—Yo no mando...

—Pues es necesario que mande Vd. A falta de padre, y estamos como si faltara, usted es quien debe gobernar: yo la ayudaré... y elija Vd., madre: poner remedio al mal, o dejar que lo remedie yo solo, contra mi padre, contra Pepe, contra todos.

—¡No, hijo de mi alma, por Dios, eso no, a Pepe no le hables de estas cosas!

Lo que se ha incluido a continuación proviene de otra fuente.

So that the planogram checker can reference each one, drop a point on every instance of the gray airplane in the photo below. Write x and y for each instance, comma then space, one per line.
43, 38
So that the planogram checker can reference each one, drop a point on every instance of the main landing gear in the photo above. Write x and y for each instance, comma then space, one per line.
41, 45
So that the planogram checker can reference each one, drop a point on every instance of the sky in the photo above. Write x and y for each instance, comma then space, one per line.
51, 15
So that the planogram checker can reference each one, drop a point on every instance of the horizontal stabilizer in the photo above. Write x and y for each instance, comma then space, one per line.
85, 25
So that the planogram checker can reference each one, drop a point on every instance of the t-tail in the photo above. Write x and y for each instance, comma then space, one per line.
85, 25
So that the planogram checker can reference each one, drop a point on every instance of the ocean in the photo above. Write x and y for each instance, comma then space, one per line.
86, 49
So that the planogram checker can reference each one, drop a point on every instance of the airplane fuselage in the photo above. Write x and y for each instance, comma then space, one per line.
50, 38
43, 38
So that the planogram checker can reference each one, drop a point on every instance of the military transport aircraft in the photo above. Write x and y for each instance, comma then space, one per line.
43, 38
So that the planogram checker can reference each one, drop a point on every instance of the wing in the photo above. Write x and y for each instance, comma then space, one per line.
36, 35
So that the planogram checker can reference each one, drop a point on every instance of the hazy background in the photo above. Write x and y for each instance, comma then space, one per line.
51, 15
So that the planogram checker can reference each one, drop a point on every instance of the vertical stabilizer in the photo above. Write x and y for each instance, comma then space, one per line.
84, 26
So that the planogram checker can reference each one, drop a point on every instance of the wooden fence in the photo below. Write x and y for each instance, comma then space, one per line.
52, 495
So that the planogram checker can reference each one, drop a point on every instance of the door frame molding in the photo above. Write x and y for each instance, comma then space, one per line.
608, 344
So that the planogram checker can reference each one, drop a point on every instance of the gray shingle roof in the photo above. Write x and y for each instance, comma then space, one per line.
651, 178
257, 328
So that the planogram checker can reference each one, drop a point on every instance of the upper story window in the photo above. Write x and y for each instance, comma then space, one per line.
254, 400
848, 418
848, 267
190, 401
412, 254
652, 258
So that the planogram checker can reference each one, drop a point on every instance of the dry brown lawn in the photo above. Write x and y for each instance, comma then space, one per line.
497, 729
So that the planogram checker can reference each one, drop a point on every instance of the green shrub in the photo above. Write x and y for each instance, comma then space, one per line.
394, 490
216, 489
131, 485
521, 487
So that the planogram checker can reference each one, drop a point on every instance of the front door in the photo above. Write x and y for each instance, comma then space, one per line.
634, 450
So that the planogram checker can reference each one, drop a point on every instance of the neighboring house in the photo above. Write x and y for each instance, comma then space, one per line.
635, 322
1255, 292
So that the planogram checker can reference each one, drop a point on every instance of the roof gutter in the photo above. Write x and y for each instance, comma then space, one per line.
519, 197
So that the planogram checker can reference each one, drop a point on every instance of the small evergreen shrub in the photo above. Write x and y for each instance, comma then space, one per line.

—¡Ah! ¿Tiene Vd. miedo? Pues yo no.

Hablaban en voz baja, solos en un rincón del atrio de la iglesia, mientras les miraba curiosamente una mujer que en la escalinata vendía estampas, caras de Dios con marco de estaño, chufas, majuelas y torraos. Tirso intimidaba a su madre accionando con ademanes descompuestos: ella, ya ansiosa de cortar el diálogo, miraba alternativamente hacia el suelo y hacia la acera opuesta, donde estaba la botica. Las acusaciones de impiedad no la hicieron en un principio gran efecto; pero cuando Tirso las presentó como causa de los males sufridos y promesa de castigos eternos, su debilidad mujeril cedió al empuje del creyente. Lo que peor la sentó, fue la amenaza de que hablaría con Pepe.

Guardaron silencio unos instantes: él, dudoso del éxito de su empresa; ella, turbada, deseosa de sustraerse al influjo violento de aquel hijo que, para sojuzgarla mejor, acababa de decirla: «no soy sino sacerdote.»

—¿Vamos a la botica?—se atrevió por fin a preguntar la madre.

—Espere Vd.; no quiero que nos separemos así. Tiene Vd. que prometerme antes su auxilio. ¿Trabajará Vd. conmigo para que seamos todos cristianos, o me entiendo yo con Pepe y con mi padre? ¿Imagina usted vivir santamente no haciendo daño al prójimo? ¡Qué ceguedad! ¿Y Vd. misma? ¿Y su salvación? Rece Vd., madre, esto es lo primero, y Dios la iluminará y borrará de su alma esa apatía; venga Vd. a misa, y a poco que despierten los buenos sentimientos, cesará Vd. de reír las bufonadas sacrílegas de mi hermano, y arderá Vd. en deseo de auxiliarme. ¿Lo promete Vd.?

—Sí, hijo—contestó azorada—pero a Pepe no le cuentes nada de esto.

—¡Ya comprendía yo que él es quien tiene la culpa de lo que ocurre! Quedamos en que Vd. es mía, es decir, de Dios; si no, me marcharé para siempre, después de declarar francamente ante todos que no quiero vivir entre judíos.